I’m somewhat of a Heroku fan boy. I’ve been using it for some time because it is just so simple to deploy applications. However, I’ve never really looked too deeply into the logs produced by my apps via the command line.

Que Spunk.

In this post we’ll look at how you can start Splunking data from apps deployed in Heroku, and some recipes to visualise it using the SPL.

Prepare Our Indexer

Splunk Indexer Configure Syslog

We will send logs from Heroku to our Splunk Indexer via syslog. To configure the Indexer to accept these logs we’ll need to enable receiving:

Settings > Forwarding and Receiving > Recieve Data > Add New

Now all we need to do is select the port via which we want to receive this data. We’ll use port:9997 for this example but you can select an open port of your choice.

Get Heroku Logging

Heroku provides comprehensive app, system, and API logging by default. But lets turn things up a bit and include some debug and runtime logs to help us with app development, after all this is Splunk. Assuming you have the Heroku Toolbelt installed, you can run the command below to enable logging:

heroku config:add LOG_LEVEL=DEBUG --app <YOUR APP NAME>

And…

heroku labs:enable log-runtime-metrics --app <YOUR APP NAME>

Restart your app:

heroku restart --app <YOUR APP NAME>

Then add a syslog drain to send these logs to your indexer:

drains:add syslog://<YOUR INDEXER'S IP>:9997 --app <YOUR APP NAME>

Using AWS? When you use EC2 security groups, the hostname used when you add the drain must resolve to the 10/8 private IP address of your instance (which must be in the us-east Amazon region). If you use the EC2 public IP address, or a name that resolves to the public IP address, then logplex will not be able to connect to your drain.
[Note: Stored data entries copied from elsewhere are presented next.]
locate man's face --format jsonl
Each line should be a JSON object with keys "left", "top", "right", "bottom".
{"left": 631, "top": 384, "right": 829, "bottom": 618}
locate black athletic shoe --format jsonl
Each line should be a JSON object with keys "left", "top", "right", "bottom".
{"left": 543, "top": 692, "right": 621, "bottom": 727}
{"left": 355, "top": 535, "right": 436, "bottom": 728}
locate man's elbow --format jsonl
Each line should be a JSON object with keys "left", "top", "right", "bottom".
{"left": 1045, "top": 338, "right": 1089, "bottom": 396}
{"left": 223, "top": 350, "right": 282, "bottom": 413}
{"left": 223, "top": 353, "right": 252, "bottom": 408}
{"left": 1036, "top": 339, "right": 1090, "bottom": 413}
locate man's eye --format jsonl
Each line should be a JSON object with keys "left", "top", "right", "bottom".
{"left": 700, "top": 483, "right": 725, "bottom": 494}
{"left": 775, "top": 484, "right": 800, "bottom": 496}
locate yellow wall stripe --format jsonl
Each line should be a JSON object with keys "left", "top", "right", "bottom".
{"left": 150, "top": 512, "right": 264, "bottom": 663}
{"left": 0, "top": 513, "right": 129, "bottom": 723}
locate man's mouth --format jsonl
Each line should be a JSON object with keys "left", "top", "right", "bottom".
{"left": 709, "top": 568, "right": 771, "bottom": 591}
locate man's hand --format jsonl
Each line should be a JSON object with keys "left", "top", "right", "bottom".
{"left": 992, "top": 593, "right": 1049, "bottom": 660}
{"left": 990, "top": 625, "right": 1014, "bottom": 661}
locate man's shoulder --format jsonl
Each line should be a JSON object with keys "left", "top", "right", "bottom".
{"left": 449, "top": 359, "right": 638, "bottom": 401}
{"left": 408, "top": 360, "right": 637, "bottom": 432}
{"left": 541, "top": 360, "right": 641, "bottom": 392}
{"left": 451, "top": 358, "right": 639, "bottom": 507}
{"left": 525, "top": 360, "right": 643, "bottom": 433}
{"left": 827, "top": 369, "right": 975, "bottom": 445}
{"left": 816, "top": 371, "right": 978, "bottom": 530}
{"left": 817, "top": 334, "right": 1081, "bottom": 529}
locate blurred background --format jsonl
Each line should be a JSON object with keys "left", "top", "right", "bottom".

Heroku meet Splunk, Splunk Heroku

Heroku Logs Splunk

Assuming everything is working correctly we should start to see data being indexed using a simple search:

sourcetype="syslog"

SPL Recipes

SPL recipes

@chuckg has written a great set of recipes to start searching and visualising your data. You can find them all on Github here. From application performance metrics to Heroku errors, it’s a really comprehensive list.

Not using Heroku? Not a problem. Most PAAS providers offer logging functionality and are therefore Splunkable. A quick read of their docs should answer this question. I’d be interested to hear from people who have successfully Splunked data from other providers too.